The main downside to out-of-place implementations is that the natural interface is different from "regular" in-place sorts. This becomes a problem when you need to conform to pre-existing interfaces in e.g programming language standard libraries and tools. You can work around this in various ways, but this either sacrifices performance, or complicates the implementation. Take the hit of allocating and deallocating the auxilary storage every call, or keep a lazily or pre-allocated, and possibly growing, block of memory around that can be reused.

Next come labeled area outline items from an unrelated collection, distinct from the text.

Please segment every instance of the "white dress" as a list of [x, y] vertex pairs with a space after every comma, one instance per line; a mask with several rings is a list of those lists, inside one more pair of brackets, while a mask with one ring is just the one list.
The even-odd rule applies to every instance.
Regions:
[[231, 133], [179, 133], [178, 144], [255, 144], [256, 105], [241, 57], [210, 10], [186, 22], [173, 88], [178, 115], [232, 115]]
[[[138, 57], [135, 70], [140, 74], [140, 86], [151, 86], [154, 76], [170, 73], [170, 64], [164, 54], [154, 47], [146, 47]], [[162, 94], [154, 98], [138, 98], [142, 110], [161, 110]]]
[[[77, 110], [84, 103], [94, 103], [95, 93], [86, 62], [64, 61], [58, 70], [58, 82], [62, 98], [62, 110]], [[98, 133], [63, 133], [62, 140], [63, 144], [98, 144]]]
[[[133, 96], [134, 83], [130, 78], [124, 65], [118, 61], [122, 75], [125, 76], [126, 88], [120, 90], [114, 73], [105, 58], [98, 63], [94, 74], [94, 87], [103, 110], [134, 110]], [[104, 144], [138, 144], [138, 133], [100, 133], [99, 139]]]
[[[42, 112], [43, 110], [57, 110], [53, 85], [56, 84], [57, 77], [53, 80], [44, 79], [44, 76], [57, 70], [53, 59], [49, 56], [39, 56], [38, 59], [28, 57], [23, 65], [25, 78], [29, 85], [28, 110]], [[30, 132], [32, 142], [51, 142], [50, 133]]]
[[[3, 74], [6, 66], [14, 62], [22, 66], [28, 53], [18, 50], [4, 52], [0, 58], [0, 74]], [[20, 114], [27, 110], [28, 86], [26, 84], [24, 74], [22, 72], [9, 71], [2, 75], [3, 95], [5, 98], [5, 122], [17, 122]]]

They are also, as a general rule, not great for very small inputs.

Esoterics

Uniquely sorting with bitmaps

Consider what it would mean if in a counting sort, instead of a typical 32- or 64-bit counter, we only had one bit per integer.

Instead of an array of counters, we have a bitmap. Instead of increasing a counter each time we see a value, we simply mark it off as present in the bitmap.

This would only work if there were zero or one occurrence of each possible input value. More correctly; it would only work if we're okay with removing any duplicates in the input, leaving only unique values.

Listing 7:

static void bitmap_sort_16(uint16_t *arr, uint64_t *bitmap, size_t n)
{
	// Mark integers as present in bitmap
	for (size_t i = 0 ; i < n ; ++i) {
		bitmap[arr[i] >> 6] |= (1UL << (arr[i] & 63));
	}
}

Since we're using a single bit per value we have extend the magnitude of keys we can handle per unit memory by a factor of 32 or 64. We can now go up to 24-bit keys in only 2MiB memory.

Jon Bentley originally presented a scenario where this approach could be useful in his book Programming Pearls, 2nd ed, section 1.2, and his Dr.Dobb's column Algorithm Alley.

TODO

Miscellaneous

  • Asserting on histogram counter overflow.

Contributors

Resources

Footnotes

  1. As the wikipedia page explains, it's really the maximum difference of the keys involved that matters. Some implementations can be seen scanning the input data to determine and allocate just enough entries to fit either max(key) + 1, or tighter, max(key) - min(key) + 1 keys. However, unless you do this because you allocate memory on each sort call and just want to save some, you will most likely have to consider what to do if the input range is too wide to handle, which is not a good position to be in. In practice you would never want to fail on some inputs, which makes that type of implementation not very useful.